Here's an example: If I wanted to predict which flowers had sepal width over 3.2 in the iris dataset, but I wanted to condition on flower species when deciding whether to create a new branch while excluding flower species as a possible variable to split on. Imagine that I know that flower species is a good predictor of sepal width, but I want to know what other factors predict sepal width, conditional on species:
data(iris)
d <- iris
d$sepal_width_over3point2<-as.factor(d$Sepal.Width>3.2)
d$Type1<-as.numeric(d$Species=='versicolor')
d$Type2<-as.numeric(d$Species=='virginica')

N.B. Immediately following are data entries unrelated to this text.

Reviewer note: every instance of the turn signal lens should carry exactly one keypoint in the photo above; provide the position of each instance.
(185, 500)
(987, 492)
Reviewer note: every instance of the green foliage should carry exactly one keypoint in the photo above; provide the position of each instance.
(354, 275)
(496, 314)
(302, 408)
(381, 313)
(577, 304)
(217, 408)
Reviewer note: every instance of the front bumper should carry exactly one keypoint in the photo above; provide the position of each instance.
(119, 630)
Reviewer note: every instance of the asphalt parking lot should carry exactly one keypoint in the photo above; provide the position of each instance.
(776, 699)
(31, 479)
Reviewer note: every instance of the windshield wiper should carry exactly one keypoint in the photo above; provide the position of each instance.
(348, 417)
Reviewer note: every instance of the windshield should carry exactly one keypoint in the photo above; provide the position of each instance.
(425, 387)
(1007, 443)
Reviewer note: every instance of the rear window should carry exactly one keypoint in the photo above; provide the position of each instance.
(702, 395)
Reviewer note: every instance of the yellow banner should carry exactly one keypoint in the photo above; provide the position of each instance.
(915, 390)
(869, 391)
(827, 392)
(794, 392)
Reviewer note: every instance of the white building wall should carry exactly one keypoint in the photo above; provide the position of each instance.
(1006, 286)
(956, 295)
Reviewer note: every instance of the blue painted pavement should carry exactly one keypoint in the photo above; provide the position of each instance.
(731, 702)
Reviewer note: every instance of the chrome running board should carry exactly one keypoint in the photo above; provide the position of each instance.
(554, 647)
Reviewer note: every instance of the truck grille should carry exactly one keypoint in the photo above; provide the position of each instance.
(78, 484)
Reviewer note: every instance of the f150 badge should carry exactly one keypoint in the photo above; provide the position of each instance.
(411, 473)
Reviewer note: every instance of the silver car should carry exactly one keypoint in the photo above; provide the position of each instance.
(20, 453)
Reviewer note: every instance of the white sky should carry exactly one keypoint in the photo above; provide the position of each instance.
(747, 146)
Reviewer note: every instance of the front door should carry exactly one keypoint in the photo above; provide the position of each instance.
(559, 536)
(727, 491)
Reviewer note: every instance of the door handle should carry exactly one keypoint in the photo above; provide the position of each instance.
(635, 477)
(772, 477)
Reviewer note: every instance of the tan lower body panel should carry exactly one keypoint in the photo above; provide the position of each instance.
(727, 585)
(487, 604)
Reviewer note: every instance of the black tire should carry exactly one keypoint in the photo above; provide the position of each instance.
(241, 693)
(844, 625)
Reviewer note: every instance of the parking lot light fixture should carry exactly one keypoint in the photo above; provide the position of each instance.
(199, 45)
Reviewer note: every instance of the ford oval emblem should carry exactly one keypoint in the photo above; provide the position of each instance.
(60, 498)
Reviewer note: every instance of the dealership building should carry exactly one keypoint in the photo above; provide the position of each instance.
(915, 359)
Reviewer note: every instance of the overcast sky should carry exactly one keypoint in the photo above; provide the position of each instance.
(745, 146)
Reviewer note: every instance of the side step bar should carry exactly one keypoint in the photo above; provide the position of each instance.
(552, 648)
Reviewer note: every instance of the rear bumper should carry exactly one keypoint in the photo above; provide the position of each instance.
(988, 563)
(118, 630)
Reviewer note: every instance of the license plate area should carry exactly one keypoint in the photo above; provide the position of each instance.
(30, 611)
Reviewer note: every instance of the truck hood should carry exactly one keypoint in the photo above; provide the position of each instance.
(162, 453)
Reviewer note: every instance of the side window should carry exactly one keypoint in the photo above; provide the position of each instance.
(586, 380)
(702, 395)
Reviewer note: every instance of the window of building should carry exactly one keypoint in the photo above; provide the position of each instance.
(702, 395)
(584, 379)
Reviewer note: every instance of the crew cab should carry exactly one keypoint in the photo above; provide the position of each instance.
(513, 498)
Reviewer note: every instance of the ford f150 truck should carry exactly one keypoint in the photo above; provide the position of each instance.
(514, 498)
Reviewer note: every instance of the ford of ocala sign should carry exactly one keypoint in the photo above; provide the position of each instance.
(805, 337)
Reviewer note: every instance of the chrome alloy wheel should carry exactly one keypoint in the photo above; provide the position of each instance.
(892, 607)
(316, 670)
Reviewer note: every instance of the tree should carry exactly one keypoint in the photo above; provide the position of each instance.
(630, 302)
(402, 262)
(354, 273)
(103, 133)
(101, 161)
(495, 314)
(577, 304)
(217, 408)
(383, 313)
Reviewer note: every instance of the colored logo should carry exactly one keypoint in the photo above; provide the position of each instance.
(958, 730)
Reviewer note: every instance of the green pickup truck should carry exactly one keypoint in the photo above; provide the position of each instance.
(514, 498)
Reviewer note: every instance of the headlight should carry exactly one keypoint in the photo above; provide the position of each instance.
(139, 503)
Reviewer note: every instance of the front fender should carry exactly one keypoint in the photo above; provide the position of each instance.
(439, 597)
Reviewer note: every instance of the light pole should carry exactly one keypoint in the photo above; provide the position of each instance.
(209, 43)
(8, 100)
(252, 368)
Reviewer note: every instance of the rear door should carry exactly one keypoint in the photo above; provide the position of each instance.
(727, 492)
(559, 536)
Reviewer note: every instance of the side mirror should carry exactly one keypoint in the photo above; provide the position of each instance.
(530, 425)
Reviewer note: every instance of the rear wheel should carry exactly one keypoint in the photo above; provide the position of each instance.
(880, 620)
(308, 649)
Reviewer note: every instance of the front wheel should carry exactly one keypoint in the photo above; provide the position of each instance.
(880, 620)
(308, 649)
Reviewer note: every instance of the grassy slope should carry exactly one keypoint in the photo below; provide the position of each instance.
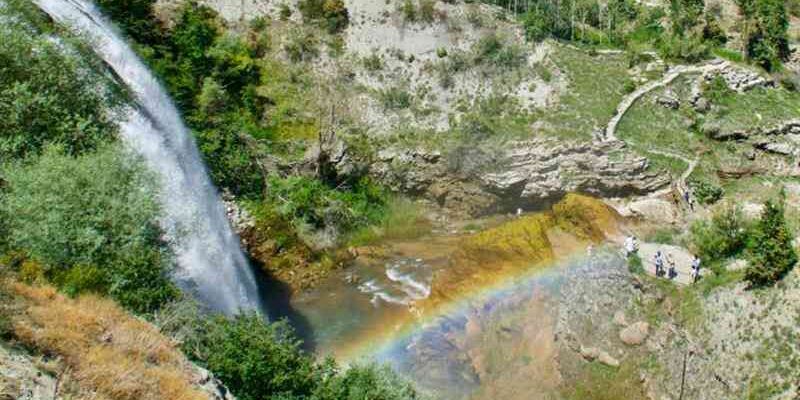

d$Type3<-as.numeric(d$Species=='setosa')
d<-subset(d,select=-c(Species,Sepal.Width))
## Set parameters to train models
# Run algorithms using 10-fold cross validation
control <- trainControl(method="cv", number=10)
metric <- "Accuracy"
# Random Forest
set.seed(11)
rf <- train(sepal_width_over3point2~.+Type1+Type2+Type3, data=d, method="rf", metric=metric, trControl=control)
print(rf)
example_varImp_rf<-varImp(rf)
When I look at the variable importance in this model, I'd like to know that the estimates for the other parameters (Sepal.length, Petal.length, and Petal.width) are conditional on flower Type1, Type2, and Type3, but exclude these variables as possible variables to branch on. Is there a way to tell the random forest to ignore these three variables as possible splits?